After all, as Alex Knapp so cleverly demonstrated, the Empire was doomed to failure. The Star Wars saga progressed in a methodical ‘how to’ display of moral, ethical and financial bankruptcy. A leader desperate for power for its own sake and a sycophant so desperate to control others he will stoop to the very lowest of acts, neither capable of controlling themselves let alone others, ruling through fear and intimidation, and blaming everyone else for their own failures instead of learning from them.

Even Ep IV exposed the serious economic problems faced by the Empire. The budget didn’t even contain enough credit to afford paint for the Deaths Star or Imperial fleet, and training for the new Storm Troopers recruited to replace the dwindling numbers of Clones. The Empire was haemorrhaging cash, bleeding out as each successive defeat destroyed battle-stations and Star Destroyers, and every little incident also added to the problems, every small outpost, every Storm Trooper and jetbike. It was also suffering from shattered morale as Imperial Clones questioned their loyalties and other personnel became disillusioned.
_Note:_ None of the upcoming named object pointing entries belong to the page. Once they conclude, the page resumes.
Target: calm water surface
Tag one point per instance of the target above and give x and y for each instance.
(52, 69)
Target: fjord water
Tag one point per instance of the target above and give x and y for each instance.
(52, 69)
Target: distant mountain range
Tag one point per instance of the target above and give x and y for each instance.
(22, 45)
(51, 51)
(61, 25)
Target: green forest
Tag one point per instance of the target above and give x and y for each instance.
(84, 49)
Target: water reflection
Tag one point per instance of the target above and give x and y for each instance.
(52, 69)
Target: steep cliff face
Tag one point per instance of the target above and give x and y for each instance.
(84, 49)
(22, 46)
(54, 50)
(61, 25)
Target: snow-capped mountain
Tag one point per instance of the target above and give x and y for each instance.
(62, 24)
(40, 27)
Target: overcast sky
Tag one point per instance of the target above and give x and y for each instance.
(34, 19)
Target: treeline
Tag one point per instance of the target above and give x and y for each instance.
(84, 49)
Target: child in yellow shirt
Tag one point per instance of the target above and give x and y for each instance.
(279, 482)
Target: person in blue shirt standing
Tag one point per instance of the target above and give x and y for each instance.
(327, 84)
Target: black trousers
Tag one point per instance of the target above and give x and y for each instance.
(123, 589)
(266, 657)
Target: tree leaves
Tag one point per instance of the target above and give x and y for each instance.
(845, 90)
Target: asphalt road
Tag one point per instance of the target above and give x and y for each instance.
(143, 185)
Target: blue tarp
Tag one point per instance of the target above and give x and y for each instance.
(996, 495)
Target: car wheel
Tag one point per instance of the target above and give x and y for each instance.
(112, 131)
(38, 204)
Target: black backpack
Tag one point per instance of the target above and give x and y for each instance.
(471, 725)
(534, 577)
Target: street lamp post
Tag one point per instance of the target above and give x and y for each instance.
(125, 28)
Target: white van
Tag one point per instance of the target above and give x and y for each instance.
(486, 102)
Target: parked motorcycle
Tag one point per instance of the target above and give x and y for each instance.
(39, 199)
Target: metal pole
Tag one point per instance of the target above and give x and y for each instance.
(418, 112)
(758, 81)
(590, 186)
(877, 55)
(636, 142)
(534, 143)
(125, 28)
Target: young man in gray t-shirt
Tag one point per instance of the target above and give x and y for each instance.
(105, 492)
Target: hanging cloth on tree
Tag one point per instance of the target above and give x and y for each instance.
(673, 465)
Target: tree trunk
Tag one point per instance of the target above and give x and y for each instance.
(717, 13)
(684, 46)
What would the plot be for Rogue Secundus? Jyn helping the renegade Clones use the data they recovered from Scarif to continue the fight they had been bred to wage: to defend the Republic, against both internal and external threats. Vader and the Emperor had become a threat. They had turned against the ideologies and taken away the freedom of the Republic, so Jyn and the renegade Clones could make the Empire bleed by using the inability of the Emperor and Vader to adapt to the brutal guerrilla warfare behind the scenes, to bring the Empire to its knees for the Solo-Skywalker hammer blow to end it in Ep VI.